Folha de S. Paulo


Fotografias tiradas por Dennis Hopper são redescobertas; confira

No início dos anos 1960, os amigos mal viam Dennis Hopper apontando ao longe, com uma câmera fotográfica balançando sobre o peito, e já brincavam: "Xi, lá vem o turista". Era improvável encontrá-lo em qualquer lugar –ruas do Harlem, touradas em Tijuana, bares de Londres, desertos no Peru– sem sua Nikon F.

Dennis Hopper já era Dennis Hopper, o jovem talento de olhos turquesa que contracenara com James Dean em "Juventude Transviada" (1955), interpretara Napoleão no cinema e alguns vilões em westerns para a TV. Mas ainda não era tão Dennis Hopper assim. Podia bem ser "o turista". E, fazendo jus à alcunha, fotografava obstinadamente –milhares de rolos de Kodak Tri-X.

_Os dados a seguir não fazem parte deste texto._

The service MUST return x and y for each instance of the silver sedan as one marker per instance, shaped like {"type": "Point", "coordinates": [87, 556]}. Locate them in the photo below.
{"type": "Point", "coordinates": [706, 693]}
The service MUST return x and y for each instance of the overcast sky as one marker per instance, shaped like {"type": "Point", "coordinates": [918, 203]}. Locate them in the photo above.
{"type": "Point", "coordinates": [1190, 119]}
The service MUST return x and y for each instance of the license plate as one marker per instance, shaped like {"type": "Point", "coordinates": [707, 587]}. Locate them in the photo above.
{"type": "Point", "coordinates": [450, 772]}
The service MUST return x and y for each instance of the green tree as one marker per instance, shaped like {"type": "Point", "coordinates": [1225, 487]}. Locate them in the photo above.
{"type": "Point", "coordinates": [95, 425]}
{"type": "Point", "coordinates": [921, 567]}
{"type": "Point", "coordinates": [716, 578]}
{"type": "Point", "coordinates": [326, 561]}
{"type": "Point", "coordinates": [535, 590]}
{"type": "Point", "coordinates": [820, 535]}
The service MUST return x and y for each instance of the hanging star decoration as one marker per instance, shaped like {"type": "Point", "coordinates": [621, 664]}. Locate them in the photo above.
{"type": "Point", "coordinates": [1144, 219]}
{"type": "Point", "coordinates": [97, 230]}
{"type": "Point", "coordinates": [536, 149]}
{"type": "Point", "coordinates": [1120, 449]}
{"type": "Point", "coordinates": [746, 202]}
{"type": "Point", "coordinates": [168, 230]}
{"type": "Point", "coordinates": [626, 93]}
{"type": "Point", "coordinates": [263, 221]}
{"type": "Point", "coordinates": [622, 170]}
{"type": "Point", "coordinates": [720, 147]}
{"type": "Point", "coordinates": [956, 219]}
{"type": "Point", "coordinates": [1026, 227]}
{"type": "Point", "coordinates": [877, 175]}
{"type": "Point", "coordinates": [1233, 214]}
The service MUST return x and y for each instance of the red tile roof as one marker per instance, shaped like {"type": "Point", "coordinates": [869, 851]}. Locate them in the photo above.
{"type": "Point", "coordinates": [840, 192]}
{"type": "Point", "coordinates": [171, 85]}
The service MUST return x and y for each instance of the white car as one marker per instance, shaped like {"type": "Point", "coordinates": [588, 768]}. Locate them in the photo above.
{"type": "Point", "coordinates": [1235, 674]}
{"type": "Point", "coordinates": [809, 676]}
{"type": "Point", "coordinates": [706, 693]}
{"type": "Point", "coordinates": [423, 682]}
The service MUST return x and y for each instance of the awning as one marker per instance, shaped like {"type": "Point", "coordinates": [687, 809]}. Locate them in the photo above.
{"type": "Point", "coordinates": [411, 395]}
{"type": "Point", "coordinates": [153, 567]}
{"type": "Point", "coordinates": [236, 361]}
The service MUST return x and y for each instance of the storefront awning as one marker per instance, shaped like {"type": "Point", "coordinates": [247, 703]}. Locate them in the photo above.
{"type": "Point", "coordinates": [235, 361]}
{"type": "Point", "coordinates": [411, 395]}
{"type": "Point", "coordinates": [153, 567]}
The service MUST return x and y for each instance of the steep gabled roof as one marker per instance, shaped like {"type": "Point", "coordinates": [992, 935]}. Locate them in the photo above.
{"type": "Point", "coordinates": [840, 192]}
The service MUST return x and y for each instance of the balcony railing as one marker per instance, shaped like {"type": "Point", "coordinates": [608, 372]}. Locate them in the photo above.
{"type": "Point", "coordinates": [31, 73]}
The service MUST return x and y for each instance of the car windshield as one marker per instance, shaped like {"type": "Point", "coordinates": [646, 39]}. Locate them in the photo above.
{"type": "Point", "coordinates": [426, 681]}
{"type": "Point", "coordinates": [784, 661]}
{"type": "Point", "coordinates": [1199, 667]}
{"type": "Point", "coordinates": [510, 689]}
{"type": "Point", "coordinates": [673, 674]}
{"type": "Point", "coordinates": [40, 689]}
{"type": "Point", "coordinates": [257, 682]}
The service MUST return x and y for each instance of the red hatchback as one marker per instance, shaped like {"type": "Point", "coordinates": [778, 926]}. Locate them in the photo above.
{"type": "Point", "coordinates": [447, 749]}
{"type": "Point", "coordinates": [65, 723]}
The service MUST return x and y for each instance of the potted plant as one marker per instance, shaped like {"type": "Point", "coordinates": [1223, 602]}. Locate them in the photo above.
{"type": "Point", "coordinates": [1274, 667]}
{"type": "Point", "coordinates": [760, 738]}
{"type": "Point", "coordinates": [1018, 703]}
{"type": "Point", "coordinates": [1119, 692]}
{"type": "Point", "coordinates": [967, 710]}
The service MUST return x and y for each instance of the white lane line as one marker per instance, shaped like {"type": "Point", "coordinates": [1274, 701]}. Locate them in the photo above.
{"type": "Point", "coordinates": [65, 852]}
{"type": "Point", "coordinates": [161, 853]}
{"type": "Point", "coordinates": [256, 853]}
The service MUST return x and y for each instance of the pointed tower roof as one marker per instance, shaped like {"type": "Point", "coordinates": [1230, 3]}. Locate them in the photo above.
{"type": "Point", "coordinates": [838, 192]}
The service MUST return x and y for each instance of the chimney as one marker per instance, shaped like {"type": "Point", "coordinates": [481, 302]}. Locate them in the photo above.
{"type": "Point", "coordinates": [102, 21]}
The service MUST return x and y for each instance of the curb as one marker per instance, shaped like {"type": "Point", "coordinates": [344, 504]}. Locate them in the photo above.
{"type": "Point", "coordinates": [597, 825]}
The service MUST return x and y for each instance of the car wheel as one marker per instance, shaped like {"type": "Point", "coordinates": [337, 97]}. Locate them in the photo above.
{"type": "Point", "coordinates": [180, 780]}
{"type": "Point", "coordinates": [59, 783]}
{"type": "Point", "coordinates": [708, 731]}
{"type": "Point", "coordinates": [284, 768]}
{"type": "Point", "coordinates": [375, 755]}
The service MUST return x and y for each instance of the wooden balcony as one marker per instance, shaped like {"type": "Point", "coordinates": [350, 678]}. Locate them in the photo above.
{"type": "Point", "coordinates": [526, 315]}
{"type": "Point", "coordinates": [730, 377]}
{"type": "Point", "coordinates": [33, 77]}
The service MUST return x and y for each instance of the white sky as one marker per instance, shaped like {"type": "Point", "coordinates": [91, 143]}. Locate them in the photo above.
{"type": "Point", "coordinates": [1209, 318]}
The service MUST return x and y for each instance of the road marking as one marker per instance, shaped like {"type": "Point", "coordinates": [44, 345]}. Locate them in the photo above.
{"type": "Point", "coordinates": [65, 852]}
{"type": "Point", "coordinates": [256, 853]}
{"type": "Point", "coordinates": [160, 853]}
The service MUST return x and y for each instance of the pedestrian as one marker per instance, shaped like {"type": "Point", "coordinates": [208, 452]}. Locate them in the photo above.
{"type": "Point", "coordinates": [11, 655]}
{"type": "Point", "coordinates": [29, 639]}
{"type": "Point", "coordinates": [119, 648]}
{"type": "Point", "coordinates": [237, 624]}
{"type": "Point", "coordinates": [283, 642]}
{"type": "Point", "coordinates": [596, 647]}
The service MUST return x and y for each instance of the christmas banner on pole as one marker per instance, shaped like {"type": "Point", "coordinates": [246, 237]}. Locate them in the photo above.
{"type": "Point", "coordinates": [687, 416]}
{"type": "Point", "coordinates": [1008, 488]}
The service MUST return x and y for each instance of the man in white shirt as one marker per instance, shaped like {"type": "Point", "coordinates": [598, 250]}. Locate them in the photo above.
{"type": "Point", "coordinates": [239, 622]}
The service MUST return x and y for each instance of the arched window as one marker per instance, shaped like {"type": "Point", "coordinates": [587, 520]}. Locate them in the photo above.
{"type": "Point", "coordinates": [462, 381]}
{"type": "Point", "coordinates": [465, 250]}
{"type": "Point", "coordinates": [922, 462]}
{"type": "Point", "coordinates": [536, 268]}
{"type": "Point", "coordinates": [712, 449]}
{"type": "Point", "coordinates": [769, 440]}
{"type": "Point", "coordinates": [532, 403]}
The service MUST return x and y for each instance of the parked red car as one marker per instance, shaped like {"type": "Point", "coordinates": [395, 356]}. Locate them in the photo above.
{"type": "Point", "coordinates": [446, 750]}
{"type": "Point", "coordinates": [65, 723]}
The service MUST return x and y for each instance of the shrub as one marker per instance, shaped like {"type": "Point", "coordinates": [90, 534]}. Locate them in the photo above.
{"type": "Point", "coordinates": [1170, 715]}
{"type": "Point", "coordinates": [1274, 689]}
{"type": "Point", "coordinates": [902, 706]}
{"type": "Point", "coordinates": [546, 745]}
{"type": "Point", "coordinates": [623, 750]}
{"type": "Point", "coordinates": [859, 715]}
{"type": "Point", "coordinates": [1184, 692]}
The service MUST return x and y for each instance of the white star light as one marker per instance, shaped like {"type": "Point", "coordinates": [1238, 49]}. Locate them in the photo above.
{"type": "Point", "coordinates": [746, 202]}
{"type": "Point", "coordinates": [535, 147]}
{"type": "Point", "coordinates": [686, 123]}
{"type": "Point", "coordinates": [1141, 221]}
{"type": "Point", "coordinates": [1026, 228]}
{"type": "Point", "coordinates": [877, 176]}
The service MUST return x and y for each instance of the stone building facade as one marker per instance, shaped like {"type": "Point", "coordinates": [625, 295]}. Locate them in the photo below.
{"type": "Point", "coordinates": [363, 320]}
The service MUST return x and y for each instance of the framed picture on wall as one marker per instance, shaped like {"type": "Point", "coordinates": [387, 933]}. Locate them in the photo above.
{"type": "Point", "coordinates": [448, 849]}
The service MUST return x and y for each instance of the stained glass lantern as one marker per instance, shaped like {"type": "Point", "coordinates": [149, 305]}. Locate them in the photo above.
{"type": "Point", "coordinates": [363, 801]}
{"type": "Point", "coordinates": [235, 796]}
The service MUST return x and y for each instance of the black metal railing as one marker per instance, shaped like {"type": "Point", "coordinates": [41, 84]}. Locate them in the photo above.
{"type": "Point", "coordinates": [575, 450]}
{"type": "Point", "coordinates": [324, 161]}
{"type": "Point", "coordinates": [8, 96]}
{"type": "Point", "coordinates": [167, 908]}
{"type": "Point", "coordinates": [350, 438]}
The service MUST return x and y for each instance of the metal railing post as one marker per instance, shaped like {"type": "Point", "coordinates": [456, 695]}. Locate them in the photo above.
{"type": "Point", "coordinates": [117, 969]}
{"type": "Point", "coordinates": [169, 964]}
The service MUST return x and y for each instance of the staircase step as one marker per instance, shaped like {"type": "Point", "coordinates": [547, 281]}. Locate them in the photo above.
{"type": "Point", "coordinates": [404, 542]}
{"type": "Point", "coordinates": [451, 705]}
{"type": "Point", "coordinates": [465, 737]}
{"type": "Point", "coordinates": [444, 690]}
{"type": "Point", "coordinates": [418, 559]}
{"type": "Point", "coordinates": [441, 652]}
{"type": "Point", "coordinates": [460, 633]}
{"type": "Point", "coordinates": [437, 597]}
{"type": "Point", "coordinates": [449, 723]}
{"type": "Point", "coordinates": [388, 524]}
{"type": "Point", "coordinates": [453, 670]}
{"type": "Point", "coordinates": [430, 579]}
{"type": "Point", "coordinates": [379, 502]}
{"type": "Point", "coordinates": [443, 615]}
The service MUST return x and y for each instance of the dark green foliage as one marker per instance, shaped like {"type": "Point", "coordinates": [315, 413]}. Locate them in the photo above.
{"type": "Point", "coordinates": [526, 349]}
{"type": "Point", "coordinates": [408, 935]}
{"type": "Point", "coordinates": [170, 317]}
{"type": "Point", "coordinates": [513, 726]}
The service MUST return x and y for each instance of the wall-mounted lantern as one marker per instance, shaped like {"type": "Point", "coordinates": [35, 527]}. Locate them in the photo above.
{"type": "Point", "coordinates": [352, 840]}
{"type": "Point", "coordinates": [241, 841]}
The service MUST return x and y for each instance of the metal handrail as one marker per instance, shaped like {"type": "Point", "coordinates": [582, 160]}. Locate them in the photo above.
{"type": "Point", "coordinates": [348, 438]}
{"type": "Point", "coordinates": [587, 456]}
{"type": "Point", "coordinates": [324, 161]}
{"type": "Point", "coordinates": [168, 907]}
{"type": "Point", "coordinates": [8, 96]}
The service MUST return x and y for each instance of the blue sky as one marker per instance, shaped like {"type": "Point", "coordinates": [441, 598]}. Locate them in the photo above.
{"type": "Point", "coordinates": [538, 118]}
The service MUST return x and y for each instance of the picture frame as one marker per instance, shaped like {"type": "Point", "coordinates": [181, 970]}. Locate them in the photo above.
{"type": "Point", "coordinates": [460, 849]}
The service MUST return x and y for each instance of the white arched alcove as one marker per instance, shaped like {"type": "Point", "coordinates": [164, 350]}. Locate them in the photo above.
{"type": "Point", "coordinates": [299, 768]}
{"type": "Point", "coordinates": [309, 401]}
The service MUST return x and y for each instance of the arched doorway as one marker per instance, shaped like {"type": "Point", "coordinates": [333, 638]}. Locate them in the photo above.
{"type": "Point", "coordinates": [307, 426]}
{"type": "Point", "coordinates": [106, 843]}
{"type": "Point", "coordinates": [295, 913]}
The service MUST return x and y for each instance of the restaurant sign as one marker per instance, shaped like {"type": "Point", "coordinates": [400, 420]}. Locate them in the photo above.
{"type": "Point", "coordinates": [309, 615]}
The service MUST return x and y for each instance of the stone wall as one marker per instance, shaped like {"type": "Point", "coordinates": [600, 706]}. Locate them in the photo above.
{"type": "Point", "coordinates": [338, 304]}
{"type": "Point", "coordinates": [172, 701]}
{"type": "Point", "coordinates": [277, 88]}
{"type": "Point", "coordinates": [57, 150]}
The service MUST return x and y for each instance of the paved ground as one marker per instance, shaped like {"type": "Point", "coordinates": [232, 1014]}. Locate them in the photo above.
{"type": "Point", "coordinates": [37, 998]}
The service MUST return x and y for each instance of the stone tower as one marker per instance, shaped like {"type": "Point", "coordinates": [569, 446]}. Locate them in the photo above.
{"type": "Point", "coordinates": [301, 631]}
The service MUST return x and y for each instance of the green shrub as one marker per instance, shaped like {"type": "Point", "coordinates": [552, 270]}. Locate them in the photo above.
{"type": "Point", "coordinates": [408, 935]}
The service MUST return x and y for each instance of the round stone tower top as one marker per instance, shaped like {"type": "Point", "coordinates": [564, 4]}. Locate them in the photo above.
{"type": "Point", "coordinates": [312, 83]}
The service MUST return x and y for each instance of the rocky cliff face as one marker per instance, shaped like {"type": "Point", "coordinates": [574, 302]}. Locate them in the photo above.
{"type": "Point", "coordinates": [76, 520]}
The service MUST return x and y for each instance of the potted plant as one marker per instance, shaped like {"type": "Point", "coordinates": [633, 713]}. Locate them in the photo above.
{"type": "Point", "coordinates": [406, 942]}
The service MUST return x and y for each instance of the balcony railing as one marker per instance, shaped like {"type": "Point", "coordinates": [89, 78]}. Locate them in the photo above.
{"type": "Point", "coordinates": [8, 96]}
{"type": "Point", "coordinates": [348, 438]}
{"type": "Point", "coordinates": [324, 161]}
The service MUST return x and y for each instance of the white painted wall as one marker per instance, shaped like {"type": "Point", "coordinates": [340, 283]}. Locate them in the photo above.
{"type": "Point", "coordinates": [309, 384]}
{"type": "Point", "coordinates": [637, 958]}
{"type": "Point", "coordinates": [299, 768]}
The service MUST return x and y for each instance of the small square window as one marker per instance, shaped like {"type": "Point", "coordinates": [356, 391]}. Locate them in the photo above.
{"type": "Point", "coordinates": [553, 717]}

Em algum momento de 1967, como a criança que larga o ursinho, ele deixou sua câmera. E foi escrever, protagonizar e dirigir o longa-metragem icônico "Easy Rider - Sem Destino" (1969). Dennis Hopper, agora o tal, jamais voltou à fotografia. Mas a fotografia voltou a ele, com todo o vigor.

Quem anda pelo bairro Mitte, em Berlim, é testemunha. Tremulando na fachada do museu Martin-Gropius-Bau, um jovem Paul Newman convida os passantes à fotografia de Hopper. No banner, o ator, retratado numa manhã de 1964, está sem camisa, mas a sombra de uma grade que envolve o seu corpo parece capturá-lo.

Não é coisa "de turista", como atestam as demais imagens de "The Lost Album". Com 400 fotografias, a mostra em cartaz até o final de dezembro no espaço alemão sugere justamente o oposto.

"Esqueça o diretor de 'Easy Rider', esqueça o ator de 'Apocalypse Now' e de 'Veludo Azul'. Olhe só para estas imagens e você vai concordar. Hopper foi um dos grandes fotógrafos americanos do século 20", afirma a convicta Petra Giloy-Hirtz.

A curadora alemã vem se empenhando para comprovar essa tese. Desde março de 2011, ela tem vivido nos anos 1960 de Dennis Hopper e foi por iniciativa dela que "The Lost Album" veio à luz.

BUGIGANGAS

Quando Hopper morreu, em 2010, aos 74 anos, a família pôs à venda a propriedade de 16 mil metros quadrados na qual ele vivia, em Los Angeles. Os bens do ator foram levados a um depósito.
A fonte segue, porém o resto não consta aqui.